After a year of long hours designing a clothing line and beginning to market it, the business is starting to pay off. The two women have sold more than a thousand shirts in nine months and Steele said she hopes to triple or quadruple that figure this year now that they have their 2007 spring/summer and fall/winter lines complete.
Steele, who handles the design and production while Hanson focuses on marketing and public relations, has created a line centered on a rock-star image with a touch of vintage. The goal is to be cool, not cute.
Slick Sugar now has 10 designs for each season, including a simple one-color image of a vintage car, bulldog, guitar, drum set and boom box. Designs are primarily on T-shirts, but the company also offers a baby bag, a razorback dress, long-sleeved shirts, and sweat shirts, in addition to a T-shirt for mothers. The T-shirts sell for about $24 to $36.
Although there are many competitors in the almost $17 billion clothing and footwear market for infants, toddlers and preschoolers, according to Packaged Facts, a market research firm based in Rockville, Md., the two friends don’t seem too concerned. They believe they have created a niche in the market by focusing on the music angle, which could eventually create recognition for their brand.
Plus, they are not afraid to hear, “No.” Hanson has been aggressively marketing the product by sending packages to celebrities and renowned clothing markets. She’s even written two letters to Oprah Winfrey.
The biggest break for Slick Sugar could come in March, when its fall/winter clothes are featured in the California Market Center. An agent will show Slick Sugar products to potential wholesaler buyers, along with products from famous designers, such as an MTV executive and a woman who made a rock lullaby CD.
Steele would like to be featured in two more national magazines this year and eventually have representatives in New York and the Midwest, in addition to Los Angeles.
She and Hanson hope these goals will lead to more boutiques picking up their lines. Urban Belly in the East Village and Jitterbugs in Illinois currently sell their shirts.
Although most of their business comes from New York and Los Angeles, the two women said people in Iowa also have been interested in their clothing line, as they have attended several events throughout the area.
“There is definitely a market in Des Moines for this rock-star thing and not just puppies and kitties,” Steele said.
The rock-star angle stems from Steele’s love for music. She sang backup for Poison’s Iowa tour in 1992 and has shared her passion with her two children.
She developed her fashion talents by making her prom dresses in high school, designing her bridesmaids’ dresses and learning from her mother, who made her own clothes in high school.
“I always know what I want to see and if I can’t make it, I always have had someone else create it for me from scratch,” said Steele, who works full time as a corporate paralegal for a company in Chicago.

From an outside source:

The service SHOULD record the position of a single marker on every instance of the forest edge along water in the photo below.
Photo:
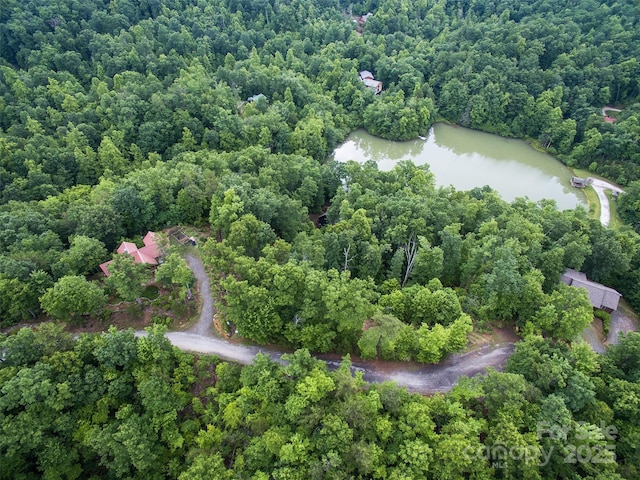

To create the shirts, Steele takes an idea to Broken Arrow screenprinting and works with a designer to create a final image, which is then printed on shirts purchased from a Los Angeles company.
Although Steele would eventually like to cut and sew her own shirts, she said the boutique-quality brand they purchase is well respected in the industry.
The two women have some fear that the business may receive more orders than they can handle in the near future, but they have agreed to consider hiring more employees or rethink their business strategy when it gets to that point.
“We can take a risk,” Steele said. “We’re not going so far into something that there’s no way out of it.”